I have found this discussion extremely useful, but I have experienced some "rounding off" problems.

More precisely, using a binwidth of 0.05, I have noticed that, with the techniques presented here above, data points which read 0.1 and 0.15 fall in the same bin. This (obviously unwanted behaviour) is most likely due to the "floor" function.

Hereafter is my small contribution to try to circumvent this.

bin(x,width,n)=x<=n*width? width*(n-1) + 0.5*binwidth:bin(x,width,n+1)
binwidth = 0.05
set boxwidth binwidth
plot "data.dat" u (bin($1,binwidth,1)):(1.0) smooth freq with boxes

This recursive method is for x >=0; one could generalise this with more conditional statements to obtain something even more general.

Do you want to plot a graph like this one? yes? Then you can have a look at my blog article: http://gnuplot-surprising.blogspot.com/2011/09/statistic-analysis-and-histogram.html

Key lines from the code:

n=100 #number of intervals
max=3. #max value
min=-3. #min value
width=(max-min)/n #interval width
#function used to map a value to the intervals
hist(x,width)=width*floor(x/width)+width/2.0
set boxwidth width*0.9
set style fill solid 0.5 # fill style

#count and plot
plot "data.dat" u (hist($1,width)):(1.0) smooth freq w boxes lc rgb"green" notitle

Be very careful: all of the answers on this page are implicitly taking the decision of where the binning starts - the left-hand edge of the left-most bin, if you like - out of the user's hands. If the user is combining any of these functions for binning data with his/her own decision about where binning starts (as is done on the blog which is linked to above) the functions above are all incorrect.

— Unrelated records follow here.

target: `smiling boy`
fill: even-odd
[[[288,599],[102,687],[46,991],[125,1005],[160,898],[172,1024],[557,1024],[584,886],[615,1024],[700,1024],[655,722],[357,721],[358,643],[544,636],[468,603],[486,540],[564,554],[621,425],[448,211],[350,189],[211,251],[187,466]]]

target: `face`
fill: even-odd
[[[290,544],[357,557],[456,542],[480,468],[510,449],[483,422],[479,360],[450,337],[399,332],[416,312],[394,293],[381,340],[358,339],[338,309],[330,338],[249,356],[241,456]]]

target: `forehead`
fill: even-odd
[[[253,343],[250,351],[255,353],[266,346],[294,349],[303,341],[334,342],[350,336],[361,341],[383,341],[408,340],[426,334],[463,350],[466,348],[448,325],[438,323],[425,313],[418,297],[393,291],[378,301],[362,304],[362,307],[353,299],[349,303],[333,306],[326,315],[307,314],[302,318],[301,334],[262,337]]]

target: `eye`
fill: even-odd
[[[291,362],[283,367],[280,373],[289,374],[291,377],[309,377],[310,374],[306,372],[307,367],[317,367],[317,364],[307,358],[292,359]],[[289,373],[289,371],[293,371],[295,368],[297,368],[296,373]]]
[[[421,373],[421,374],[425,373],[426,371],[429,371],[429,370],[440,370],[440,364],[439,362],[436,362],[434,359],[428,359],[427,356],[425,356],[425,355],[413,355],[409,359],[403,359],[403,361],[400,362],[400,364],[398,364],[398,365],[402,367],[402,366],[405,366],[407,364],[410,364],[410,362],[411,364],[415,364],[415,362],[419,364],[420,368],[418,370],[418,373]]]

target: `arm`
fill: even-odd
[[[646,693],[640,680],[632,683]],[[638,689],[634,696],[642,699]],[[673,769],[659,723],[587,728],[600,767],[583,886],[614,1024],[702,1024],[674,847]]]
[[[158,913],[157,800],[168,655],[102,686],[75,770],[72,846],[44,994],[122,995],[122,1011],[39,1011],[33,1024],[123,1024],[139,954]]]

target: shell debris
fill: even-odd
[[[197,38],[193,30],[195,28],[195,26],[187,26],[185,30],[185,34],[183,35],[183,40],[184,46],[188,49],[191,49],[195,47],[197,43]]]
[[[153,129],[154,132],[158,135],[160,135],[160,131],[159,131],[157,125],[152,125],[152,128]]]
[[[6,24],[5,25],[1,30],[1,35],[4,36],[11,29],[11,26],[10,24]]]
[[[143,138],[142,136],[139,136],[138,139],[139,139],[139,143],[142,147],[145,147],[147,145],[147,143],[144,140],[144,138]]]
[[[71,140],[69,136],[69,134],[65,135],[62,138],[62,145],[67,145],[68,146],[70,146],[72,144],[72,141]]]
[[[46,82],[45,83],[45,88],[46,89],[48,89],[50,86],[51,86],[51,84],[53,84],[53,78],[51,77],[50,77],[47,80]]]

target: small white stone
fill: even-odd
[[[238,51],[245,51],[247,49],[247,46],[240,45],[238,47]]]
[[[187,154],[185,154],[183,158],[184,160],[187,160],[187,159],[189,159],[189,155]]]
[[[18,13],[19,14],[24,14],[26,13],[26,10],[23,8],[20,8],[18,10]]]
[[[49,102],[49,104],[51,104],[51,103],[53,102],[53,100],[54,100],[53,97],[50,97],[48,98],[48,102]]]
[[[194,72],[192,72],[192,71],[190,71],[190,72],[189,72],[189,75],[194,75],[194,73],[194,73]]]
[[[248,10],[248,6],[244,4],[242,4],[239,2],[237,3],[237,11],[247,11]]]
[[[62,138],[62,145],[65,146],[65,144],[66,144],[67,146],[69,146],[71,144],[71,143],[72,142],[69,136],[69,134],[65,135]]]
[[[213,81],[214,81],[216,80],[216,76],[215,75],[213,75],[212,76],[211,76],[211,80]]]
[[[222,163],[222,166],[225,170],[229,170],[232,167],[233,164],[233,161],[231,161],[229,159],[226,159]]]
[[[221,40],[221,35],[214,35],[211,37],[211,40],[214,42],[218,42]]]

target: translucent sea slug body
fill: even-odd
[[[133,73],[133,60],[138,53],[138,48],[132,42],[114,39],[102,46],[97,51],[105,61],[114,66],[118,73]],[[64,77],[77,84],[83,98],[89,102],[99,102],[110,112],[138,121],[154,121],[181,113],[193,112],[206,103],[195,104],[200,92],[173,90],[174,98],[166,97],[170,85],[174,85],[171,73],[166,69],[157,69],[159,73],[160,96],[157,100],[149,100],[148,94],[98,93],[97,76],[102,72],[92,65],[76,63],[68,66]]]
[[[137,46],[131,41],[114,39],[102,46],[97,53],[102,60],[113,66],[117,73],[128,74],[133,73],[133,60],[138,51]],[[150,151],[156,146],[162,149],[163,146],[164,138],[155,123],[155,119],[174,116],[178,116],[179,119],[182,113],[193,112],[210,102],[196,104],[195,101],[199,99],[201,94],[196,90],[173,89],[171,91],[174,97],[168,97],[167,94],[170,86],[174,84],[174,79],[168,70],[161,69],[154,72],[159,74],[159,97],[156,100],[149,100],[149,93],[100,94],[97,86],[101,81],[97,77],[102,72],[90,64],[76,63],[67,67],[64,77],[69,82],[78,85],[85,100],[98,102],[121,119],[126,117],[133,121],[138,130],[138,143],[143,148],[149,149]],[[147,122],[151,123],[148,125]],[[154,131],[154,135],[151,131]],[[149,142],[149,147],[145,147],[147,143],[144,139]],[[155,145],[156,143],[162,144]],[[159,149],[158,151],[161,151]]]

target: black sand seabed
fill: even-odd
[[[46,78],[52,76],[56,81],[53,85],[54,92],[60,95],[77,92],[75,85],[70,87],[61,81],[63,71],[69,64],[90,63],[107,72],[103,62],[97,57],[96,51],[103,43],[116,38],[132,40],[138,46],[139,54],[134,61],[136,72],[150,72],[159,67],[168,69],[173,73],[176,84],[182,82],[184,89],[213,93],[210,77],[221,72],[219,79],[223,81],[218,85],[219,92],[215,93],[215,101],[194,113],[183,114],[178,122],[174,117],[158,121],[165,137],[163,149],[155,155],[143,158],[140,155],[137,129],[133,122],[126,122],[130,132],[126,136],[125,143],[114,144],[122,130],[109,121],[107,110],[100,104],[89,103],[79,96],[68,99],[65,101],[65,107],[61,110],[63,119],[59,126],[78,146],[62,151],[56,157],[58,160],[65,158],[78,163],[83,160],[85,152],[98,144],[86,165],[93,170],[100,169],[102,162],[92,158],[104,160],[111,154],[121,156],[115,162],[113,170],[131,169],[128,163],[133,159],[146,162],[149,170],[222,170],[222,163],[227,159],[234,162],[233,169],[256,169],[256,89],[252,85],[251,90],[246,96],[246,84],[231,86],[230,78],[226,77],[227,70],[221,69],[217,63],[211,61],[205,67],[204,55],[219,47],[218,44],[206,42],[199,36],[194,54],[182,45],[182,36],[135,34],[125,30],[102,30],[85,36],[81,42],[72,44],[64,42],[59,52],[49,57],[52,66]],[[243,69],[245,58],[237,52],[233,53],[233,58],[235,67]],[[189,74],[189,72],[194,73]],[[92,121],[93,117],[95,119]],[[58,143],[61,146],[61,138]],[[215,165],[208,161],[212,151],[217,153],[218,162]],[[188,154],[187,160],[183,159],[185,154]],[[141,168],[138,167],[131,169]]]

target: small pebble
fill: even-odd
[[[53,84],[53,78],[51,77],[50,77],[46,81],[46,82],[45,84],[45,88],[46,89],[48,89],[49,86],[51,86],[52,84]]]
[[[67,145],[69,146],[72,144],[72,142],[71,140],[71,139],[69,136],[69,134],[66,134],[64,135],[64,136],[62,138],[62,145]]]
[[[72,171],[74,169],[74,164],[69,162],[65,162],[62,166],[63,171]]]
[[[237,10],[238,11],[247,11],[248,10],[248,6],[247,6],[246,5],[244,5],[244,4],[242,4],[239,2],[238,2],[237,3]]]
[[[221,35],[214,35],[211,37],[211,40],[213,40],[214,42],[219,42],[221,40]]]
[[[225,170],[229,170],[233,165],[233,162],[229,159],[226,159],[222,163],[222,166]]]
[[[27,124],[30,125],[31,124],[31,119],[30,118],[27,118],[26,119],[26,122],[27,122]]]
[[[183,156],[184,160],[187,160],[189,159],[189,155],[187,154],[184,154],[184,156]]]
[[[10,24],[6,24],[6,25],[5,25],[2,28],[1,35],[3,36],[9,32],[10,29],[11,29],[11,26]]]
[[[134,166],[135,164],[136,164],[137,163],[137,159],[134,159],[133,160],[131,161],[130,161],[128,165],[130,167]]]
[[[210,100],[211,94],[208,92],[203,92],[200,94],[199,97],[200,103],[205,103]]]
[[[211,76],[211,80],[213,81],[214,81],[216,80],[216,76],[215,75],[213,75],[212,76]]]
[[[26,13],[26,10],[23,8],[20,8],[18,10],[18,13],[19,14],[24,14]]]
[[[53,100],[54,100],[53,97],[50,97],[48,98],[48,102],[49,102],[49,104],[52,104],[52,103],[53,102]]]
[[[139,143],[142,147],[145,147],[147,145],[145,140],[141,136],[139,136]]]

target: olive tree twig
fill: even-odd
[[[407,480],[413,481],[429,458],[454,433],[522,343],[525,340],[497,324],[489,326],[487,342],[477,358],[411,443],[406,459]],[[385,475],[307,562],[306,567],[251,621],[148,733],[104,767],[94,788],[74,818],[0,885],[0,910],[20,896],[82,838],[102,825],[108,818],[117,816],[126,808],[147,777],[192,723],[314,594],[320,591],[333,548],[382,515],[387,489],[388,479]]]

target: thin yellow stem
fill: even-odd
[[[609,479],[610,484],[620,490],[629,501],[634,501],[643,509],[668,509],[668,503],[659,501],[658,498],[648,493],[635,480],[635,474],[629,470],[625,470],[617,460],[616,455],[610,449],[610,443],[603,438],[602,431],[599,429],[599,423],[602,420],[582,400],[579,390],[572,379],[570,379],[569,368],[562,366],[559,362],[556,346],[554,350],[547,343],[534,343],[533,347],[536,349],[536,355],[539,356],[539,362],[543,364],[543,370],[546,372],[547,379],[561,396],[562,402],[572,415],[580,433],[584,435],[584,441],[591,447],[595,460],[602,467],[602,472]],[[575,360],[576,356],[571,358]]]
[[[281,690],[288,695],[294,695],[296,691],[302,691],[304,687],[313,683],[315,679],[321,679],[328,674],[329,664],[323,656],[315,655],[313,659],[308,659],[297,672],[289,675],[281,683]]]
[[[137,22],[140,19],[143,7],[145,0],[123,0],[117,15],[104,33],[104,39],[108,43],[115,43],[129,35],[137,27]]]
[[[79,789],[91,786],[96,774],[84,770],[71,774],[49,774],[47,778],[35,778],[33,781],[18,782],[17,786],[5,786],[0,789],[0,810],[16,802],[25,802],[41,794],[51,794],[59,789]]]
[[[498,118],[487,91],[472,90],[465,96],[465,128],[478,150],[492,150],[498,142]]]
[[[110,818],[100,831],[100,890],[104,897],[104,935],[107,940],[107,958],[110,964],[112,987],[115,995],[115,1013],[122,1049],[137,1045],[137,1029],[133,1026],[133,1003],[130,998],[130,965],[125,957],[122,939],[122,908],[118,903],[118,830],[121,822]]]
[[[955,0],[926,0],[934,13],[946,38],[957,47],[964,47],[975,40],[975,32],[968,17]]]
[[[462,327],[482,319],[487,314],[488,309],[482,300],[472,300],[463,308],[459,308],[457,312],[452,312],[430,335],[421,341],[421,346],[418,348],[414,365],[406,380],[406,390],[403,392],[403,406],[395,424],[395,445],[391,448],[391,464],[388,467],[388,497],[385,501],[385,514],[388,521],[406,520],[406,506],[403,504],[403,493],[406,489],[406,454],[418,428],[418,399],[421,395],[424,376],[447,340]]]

With an arbitrary starting point for binning 'Min', the correct function is:

bin(x) = width*(floor((x-Min)/width)+0.5) + Min

You can see why this is correct sequentially (it helps to draw a few bins and a point somewhere in one of them). Subtract Min from your data point to see how far into the binning range it is. Then divide by binwidth so that you're effectively working in units of 'bins'. Then 'floor' the result to go to the left-hand edge of that bin, add 0.5 to go to the middle of the bin, multiply by the width so that you're no longer working in units of bins but in an absolute scale again, then finally add back on the Min offset you subtracted at the start.

Consider this function in action:

Min = 0.25 # where binning starts
Max = 2.25 # where binning ends
n = 2 # the number of bins
width = (Max-Min)/n # binwidth; evaluates to 1.0
bin(x) = width*(floor((x-Min)/width)+0.5) + Min

e.g. the value 1.1 truly falls in the left bin:

• this function correctly maps it to the centre of the left bin (0.75);
• Born2Smile's answer, bin(x)=width*floor(x/width), incorrectly maps it to 1;
• mas90's answer, bin(x)=width*floor(x/width) + binwidth/2.0, incorrectly maps it to 1.5.

Born2Smile's answer is only correct if the bin boundaries occur at (n+0.5)*binwidth (where n runs over integers). mas90's answer is only correct if the bin boundaries occur at n*binwidth.

As usual, Gnuplot is a fantastic tool for plotting sweet looking graphs and it can be made to perform all sorts of calculations. However, it is intended to plot data rather than to serve as a calculator and it is often easier to use an external programme (e.g. Octave) to do the more "complicated" calculations, save this data in a file, then use Gnuplot to produce the graph. For the above problem, check out the "hist" function is Octave using [freq,bins]=hist(data), then plot this in Gnuplot using

set style histogram rowstacked gap 0
set style fill solid 0.5 border lt -1
plot "./data.dat" smooth freq with boxes

We do not need to use recursive method, it may be slow. My solution is using a user-defined function rint instesd of instrinsic function int or floor.

rint(x)=(x-int(x)>0.9999)?int(x)+1:int(x)

This function will give rint(0.0003/0.0001)=3, while int(0.0003/0.0001)=floor(0.0003/0.0001)=2.

Why? Please look at Perl int function and padding zeros

yes, and its quick and simple though very hidden:

binwidth=5
bin(x,width)=width*floor(x/width)

plot 'datafile' using (bin($1,binwidth)):(1.0) smooth freq with boxes

check out help smooth freq to see why the above makes a histogram

to deal with ranges just set the xrange variable.